Baystate Health announced in late April that it will acquire Mercy Medical Center from Trinity Health of New England for $293 million, pending Massachusetts regulatory approval. The transaction is expected to close November 1, 2026. The Massachusetts Nurses Association represents nurses at Mercy, and the MNA has made clear it expects a seat at the table for change-of-ownership discussions — before the deal closes, not after.

Why Mercy Is Being Sold

Mercy Medical Center is a 182-bed acute care hospital in Springfield with a long history as a Catholic health system facility under Trinity Health. Its financial trajectory has tracked the pattern seen at dozens of mid-sized urban hospitals in Massachusetts and nationally: Medicaid reimbursement shortfalls, the shift of volume toward outpatient settings, and persistent nursing staffing shortages that drive up labor costs without a matching revenue base. Trinity Health of New England, which operates four hospitals in Connecticut and Massachusetts, made the decision to divest rather than continue absorbing the deficits.

Acquisition price
$293M
Baystate Health buying Mercy Medical Center from Trinity Health of New England; expected close November 1, 2026
Expected new jobs
150-200
New clinical roles including nurses and specialists projected by Baystate post-acquisition

The Nursing Labor Picture Is Complicated

MNA represents nurses at Mercy. It also represents nurses at Baystate Franklin Medical Center in Greenfield — where nurses voted on April 14, 2026, to authorize a potential strike over pay disparities between Baystate facilities.

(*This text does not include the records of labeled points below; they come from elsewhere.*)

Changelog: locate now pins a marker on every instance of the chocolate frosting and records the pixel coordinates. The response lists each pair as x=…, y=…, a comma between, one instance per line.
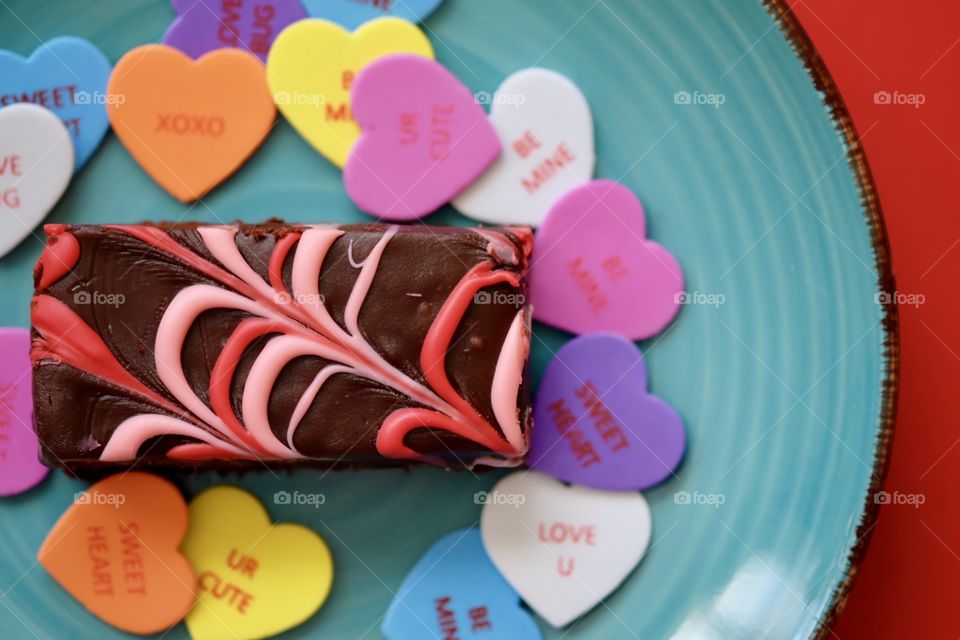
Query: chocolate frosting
x=123, y=280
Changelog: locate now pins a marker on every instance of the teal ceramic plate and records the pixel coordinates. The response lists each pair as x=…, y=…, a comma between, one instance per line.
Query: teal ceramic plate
x=783, y=367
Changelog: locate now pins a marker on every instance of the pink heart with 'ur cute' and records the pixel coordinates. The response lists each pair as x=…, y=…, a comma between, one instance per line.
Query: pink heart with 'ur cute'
x=594, y=269
x=424, y=138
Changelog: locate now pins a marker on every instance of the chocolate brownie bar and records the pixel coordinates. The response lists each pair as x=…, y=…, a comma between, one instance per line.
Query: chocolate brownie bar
x=212, y=346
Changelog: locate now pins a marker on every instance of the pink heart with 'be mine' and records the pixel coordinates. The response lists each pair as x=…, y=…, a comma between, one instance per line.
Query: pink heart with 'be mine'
x=595, y=270
x=424, y=138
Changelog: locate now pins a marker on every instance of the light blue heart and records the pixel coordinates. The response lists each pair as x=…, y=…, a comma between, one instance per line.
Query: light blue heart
x=457, y=567
x=68, y=76
x=352, y=13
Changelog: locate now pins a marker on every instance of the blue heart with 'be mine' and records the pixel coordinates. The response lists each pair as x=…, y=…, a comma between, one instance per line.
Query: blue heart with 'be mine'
x=454, y=591
x=68, y=76
x=350, y=14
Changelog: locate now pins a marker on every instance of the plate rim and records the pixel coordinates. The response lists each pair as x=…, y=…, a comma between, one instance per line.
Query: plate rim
x=803, y=45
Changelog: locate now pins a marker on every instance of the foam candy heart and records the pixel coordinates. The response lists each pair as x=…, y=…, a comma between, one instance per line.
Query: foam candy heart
x=595, y=270
x=68, y=76
x=254, y=578
x=596, y=423
x=20, y=466
x=564, y=549
x=546, y=131
x=455, y=592
x=36, y=165
x=311, y=69
x=115, y=550
x=202, y=26
x=424, y=138
x=190, y=124
x=353, y=13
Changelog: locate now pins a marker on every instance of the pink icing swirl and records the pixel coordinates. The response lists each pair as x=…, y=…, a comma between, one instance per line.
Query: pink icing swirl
x=299, y=325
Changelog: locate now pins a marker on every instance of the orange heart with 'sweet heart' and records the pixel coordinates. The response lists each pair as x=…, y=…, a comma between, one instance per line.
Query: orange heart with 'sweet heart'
x=190, y=124
x=116, y=551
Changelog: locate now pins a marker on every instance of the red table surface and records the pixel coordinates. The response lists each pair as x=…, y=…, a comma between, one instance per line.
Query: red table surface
x=909, y=582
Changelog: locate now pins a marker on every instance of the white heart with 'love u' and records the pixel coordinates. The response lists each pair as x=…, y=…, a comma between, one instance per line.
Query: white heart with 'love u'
x=563, y=548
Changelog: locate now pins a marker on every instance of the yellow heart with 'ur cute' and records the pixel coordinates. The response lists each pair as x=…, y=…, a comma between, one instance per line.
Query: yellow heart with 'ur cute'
x=255, y=579
x=312, y=65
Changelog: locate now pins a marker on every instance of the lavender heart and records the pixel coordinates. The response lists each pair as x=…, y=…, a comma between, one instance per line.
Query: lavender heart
x=595, y=270
x=596, y=425
x=202, y=26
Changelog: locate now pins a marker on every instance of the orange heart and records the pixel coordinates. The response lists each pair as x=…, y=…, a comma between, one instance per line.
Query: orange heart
x=115, y=550
x=189, y=124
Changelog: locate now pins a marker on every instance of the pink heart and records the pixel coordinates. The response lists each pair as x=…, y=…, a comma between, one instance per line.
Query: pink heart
x=595, y=270
x=424, y=138
x=20, y=466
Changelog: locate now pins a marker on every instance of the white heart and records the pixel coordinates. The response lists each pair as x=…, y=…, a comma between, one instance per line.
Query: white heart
x=563, y=548
x=36, y=164
x=546, y=131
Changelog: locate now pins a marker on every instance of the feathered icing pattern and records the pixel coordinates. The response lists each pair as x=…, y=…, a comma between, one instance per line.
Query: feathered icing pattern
x=299, y=325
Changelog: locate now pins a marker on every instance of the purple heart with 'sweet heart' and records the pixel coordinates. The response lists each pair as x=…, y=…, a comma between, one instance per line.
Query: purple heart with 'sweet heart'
x=424, y=138
x=202, y=26
x=20, y=467
x=595, y=270
x=596, y=424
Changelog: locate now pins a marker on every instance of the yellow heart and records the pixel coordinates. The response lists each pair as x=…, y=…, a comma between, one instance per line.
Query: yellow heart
x=254, y=578
x=312, y=64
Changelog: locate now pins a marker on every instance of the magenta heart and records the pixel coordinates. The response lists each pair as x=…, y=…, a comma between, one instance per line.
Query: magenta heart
x=202, y=26
x=424, y=138
x=20, y=466
x=595, y=270
x=596, y=423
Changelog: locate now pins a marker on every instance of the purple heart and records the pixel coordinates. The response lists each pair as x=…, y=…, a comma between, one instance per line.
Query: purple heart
x=20, y=466
x=595, y=270
x=596, y=425
x=424, y=138
x=202, y=26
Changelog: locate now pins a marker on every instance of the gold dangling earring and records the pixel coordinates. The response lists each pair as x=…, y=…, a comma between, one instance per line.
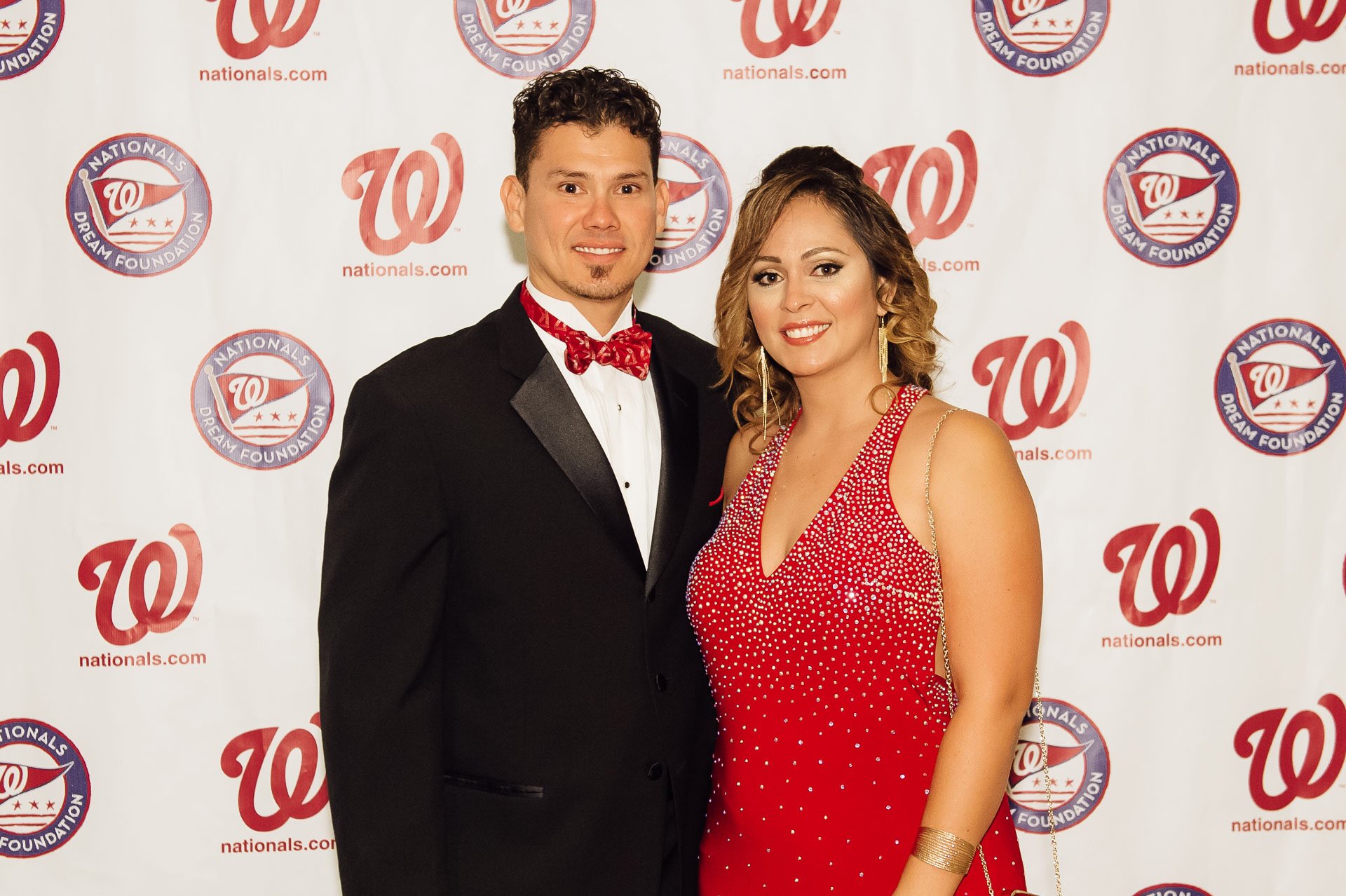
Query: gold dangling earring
x=883, y=350
x=763, y=374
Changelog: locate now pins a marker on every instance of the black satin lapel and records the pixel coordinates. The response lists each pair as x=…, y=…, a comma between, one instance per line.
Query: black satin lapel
x=550, y=409
x=677, y=466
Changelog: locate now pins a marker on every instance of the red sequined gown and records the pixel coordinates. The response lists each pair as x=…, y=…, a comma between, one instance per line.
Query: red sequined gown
x=831, y=713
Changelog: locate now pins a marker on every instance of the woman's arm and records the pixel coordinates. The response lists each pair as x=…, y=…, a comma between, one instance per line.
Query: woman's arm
x=991, y=557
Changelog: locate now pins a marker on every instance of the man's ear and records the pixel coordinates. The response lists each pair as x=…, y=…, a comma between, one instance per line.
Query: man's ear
x=515, y=196
x=661, y=201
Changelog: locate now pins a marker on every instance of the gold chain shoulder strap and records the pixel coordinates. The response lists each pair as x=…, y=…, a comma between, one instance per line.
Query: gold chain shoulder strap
x=948, y=679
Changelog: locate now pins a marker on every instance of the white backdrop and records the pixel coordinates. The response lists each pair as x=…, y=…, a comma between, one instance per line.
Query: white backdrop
x=159, y=552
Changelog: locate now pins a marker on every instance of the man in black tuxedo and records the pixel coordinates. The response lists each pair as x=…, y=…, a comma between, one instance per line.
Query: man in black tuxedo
x=512, y=695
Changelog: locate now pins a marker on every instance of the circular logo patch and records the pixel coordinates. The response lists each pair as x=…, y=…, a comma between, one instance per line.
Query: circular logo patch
x=1077, y=768
x=1171, y=198
x=261, y=400
x=525, y=38
x=137, y=205
x=29, y=30
x=1280, y=386
x=1040, y=36
x=699, y=205
x=43, y=789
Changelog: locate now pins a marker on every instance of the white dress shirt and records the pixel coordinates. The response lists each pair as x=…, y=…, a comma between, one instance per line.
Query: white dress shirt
x=623, y=412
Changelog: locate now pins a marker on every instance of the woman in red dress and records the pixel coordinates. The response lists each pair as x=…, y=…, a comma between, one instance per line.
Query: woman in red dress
x=817, y=602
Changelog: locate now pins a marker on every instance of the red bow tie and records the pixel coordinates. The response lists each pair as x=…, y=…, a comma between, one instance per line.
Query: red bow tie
x=627, y=350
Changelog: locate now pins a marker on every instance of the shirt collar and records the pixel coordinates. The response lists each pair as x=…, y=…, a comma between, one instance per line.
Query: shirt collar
x=571, y=316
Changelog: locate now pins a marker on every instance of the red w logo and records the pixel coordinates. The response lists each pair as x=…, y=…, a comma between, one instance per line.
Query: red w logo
x=1040, y=409
x=1296, y=775
x=1169, y=599
x=412, y=225
x=292, y=801
x=794, y=30
x=927, y=219
x=151, y=615
x=1315, y=25
x=13, y=424
x=273, y=30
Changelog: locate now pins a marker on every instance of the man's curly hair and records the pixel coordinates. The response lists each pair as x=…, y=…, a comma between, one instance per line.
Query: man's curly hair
x=592, y=97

That authorization vote hasn't led to a strike yet, but it signals active discontent with how Baystate manages compensation across its network.

The MNA has publicly called on Governor Maura Healey's administration to require that nurses be included in the change-of-ownership regulatory process and to mandate that all existing services at Mercy be maintained or expanded under the new ownership. Those are not unreasonable asks — they are exactly the kind of conditions that, if not secured in advance, tend to disappear in post-acquisition budget reviews.

The HCA-Mission Precedent

Hospital consolidation in New England tends to get analyzed on its own terms, but the HCA-Mission Health acquisition in North Carolina in 2019 is the cautionary tale that keeps surfacing in conversations like this one. HCA acquired Mission Health with promises of investment and job creation; what followed was a documented pattern of service reductions, nursing layoffs, and a community lawsuit that became a national story. HCA is the largest for-profit hospital company in the country. Baystate is a regional not-for-profit based in Springfield. The structural comparison is imprecise.

But the lesson from HCA-Mission isn't specific to for-profit acquisitions — it's about what happens when binding nurse staffing and service commitments aren't written into acquisition agreements. Change-of-ownership processes tend to move faster than labor contract negotiations. If Mercy nurses want enforceable job protections post-acquisition, the window to secure them is now, during regulatory review, not after Baystate holds the keys.

What Nurses at Mercy Should Watch

Baystate's track record at its existing facilities is the most relevant data point. MNA has ongoing relationships with Baystate's nursing staff. The Franklin nurses' strike authorization suggests contract management at Baystate is not conflict-free. For Mercy nurses specifically: the union will be negotiating successor contract rights, which trigger specific NLRA protections around bargaining obligation during and after ownership transfer. Nurses should make sure their MNA representatives are engaged with the change-of-ownership regulatory filing at the Massachusetts Health Policy Commission — that process is the leverage point, not a press conference promise about new jobs.

Nurse Take

Acquisition press releases always promise jobs and investment. The HCA-Mission playbook in North Carolina promised the same — what followed was care reduction and a community lawsuit. Baystate isn't HCA and Springfield isn't Asheville, but Mercy nurses should insist that staffing minimums and job protections are embedded in the acquisition agreement, not just in the press release. That window closes at regulatory sign-off. The Massachusetts Health Policy Commission review is the formal mechanism — nurses and their representatives should file formal comments during that process, not just communicate concerns through press releases and union statements.